ディズニーとピクサーの『トイ・ストーリー5』が、アニメーションシリーズの歴史で最大となるオープニング週末興行収入を記録した。2026年6月に、グローバルで3億1200万ドルを稼ぎ出したという。
北米では1億6000万ドル、海外では1億5200万ドルをそれぞれ稼ぎ出した。これは、2018年の『インクレディブル2』が1億8270万ドルを記録した後、史上2番目に高いアニメーション映画のオープニング週末興行収入となった。

財務と興行のハイライト

制作予算は2億5000万ドル。BBCによると、制作費や宣伝費、その他の費用を回収するには、その2倍の収入が必要になる。興行市場の課題にもかかわらず、本作は高い評価を獲得しており、ロッテントマトでは94%、シネマスコアでは「A」の評価を受けている。
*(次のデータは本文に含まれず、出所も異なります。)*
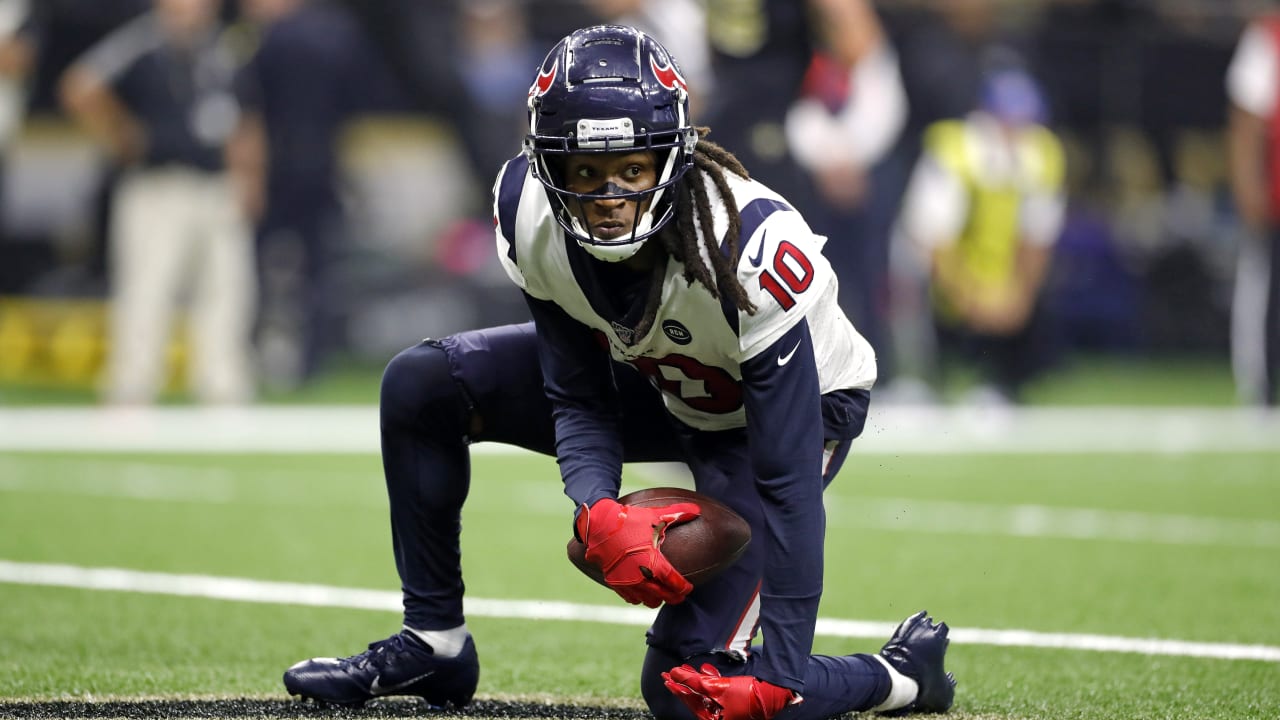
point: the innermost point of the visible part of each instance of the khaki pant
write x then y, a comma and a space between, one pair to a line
178, 236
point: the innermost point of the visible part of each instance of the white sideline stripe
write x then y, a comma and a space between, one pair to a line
891, 429
325, 596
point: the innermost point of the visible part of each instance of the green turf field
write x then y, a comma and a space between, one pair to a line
1093, 548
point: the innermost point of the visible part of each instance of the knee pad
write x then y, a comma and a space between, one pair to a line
419, 391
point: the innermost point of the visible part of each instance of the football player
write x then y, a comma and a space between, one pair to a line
681, 311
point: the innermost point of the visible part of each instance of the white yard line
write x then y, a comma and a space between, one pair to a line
324, 596
895, 429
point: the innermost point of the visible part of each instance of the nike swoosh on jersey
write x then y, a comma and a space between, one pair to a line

1995年の『トイ・ストーリー』の公開以来、シリーズ全体で30億ドル以上の興行収入を記録している。第3作と第4作はそれぞれ10億ドル以上を稼ぎ出した。最新作は、2019年に公開された『トイ・ストーリー4』が1億2000万ドルを記録した以来、シリーズ最多の国内オープニング興行収入を達成した。

シリーズの遺産と業界のトレンド

1995年の初公開でコンピューターグラフィックスアニメーションを革新した『トイ・ストーリー』シリーズは、ピクサーの中で最も利益を生み出す作品の一つとして残っている。しかし、パンデミックの終結後、高予算映画の興行収入は低下しており、観客がNetflixやDisney+のようなストリーミングサービスにシフトしている。

一方で、アニメーションの続編は興行面で強い勢いを維持している。2024年と2025年に公開されたディズニーの『インサイド・アウト2』と『ズーランドア2』はそれぞれ16億ドルと18億ドルを稼ぎ出した。『トイ・ストーリー5』の成功は、厳しい市場の中で家族層の観客を引きつけるアニメーション続編の広がる傾向を反映している。

評価とクリエイティブな貢献

『トイ・ストーリー5』は、ノスタルジックな魅力と感情の深さで称賛されているが、Euronews Cultureは「やや物足りないリメイク」と評価し、いくつかのピクサーらしい名場面にもかかわらず、全体的に繰り返しに感じると言及した。映画では、ウッディ(トム・ハンクス)とバズ・ライトイヤー(ティム・アレン)を含むボニーのぬいぐるみ仲間が、新しいガジェット『リラピッド』に夢中になる子供の物語が描かれている。

映画のサウンドトラックにはテイラー・スイフトが新曲「I Knew It, I Knew You」を提供し、文化的な魅力を高めた。本作は、『ファインディング・ニモ』や『ウォーレー』にも携わったピクサーのベテラン・アンドリュー・スタントン監督が手がけている。